I ordered plants from the Morton Arboretum's member sale.
March brought the garden back to life with Crocuses and the visit of Great Blue Herons. I ordered some mail order plants.
April was a milestone. I fooled a lot of people with my April 1st post claiming the Skunk Cabbage as Illinois' State flower due to the stench emanating from Springfield. (I was completely unsurprised by Blagojevich's arrest.) I posted my 100th post and went to Spring Fling in Austin. Somehow, I ended up volunteering Chicago to host Spring Fling 2009 (I believe alcohol was involved). My Very Indulgent Spouse (VIS) and I rambled through Trout Park looking at the wildflowers on Earth Day.

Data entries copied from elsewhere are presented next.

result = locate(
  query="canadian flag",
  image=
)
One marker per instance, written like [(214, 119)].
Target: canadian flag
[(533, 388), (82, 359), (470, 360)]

May saw the beginning of the garden disappointments, the frozen Tree Peony buds and Cladrastis buds. In response, I bought plants. (Something I highly recommend for all ills.) I also visited Rich's Foxwillow Pines to admire lots of conifers and the biggest Magnolia flower I've ever seen.
Summer happened and it rained a lot. I learned about Carpenter Bees, I visited the open garden day at Hidden Tree and went on a pond tour. I also battled earwigs, slugs, mosquitoes and ants. I visited my favorite nursery, The Growing Place, and bought plants. I had my first success with growing peppers in containers.
It stopped raining in August, the ground turned hard and cracked, so, of course we started digging out the Yews to get rid of the Green Mustache. I started telling the truth about my garden and I bought more plants.
In September, my uncle finished my metal garden sculpture and we were deluged with rain on the 13th, making removal of the Yews much easier, albeit much muddier. I also learned that I suffer from HHSBP (Horticultural Hypochondriac Syndrome By Proxy) when I discovered that none of my Hostas were infected with Hosta Virus X. In celebration, I bought more plants. I visited a local prairie with my daughter's class, where I spotted those native gems, the Fringed and Bottle Gentians. I ended September with a trip to the Morton Arboretum to meet some Chicago garden bloggers, where I bought some bulbs.
In October, I showed off my really big Aster and admired the best autumn color we've seen in years. I installed a new mowing strip and bought more bulbs.
November was very busy with leaf pickup and fence staining. The Squirrelhaven squirrels were well fed.
December arrived in a whirl of snow. I bought Hyacinth kits to give as gifts and kept one for myself. After nearly daily snow shoveling, it all melted away (except for the piles encircling the lawn and the corners where it drifted).
The year turns, the decade wanes, and I'm ready to snuggle under the covers with the seed catalogs to plan for next year's garden and dream of spring. I've met some wonderful, remarkable people this year, and I hope to meet many more of you next year here in Chicago. Happy New Year!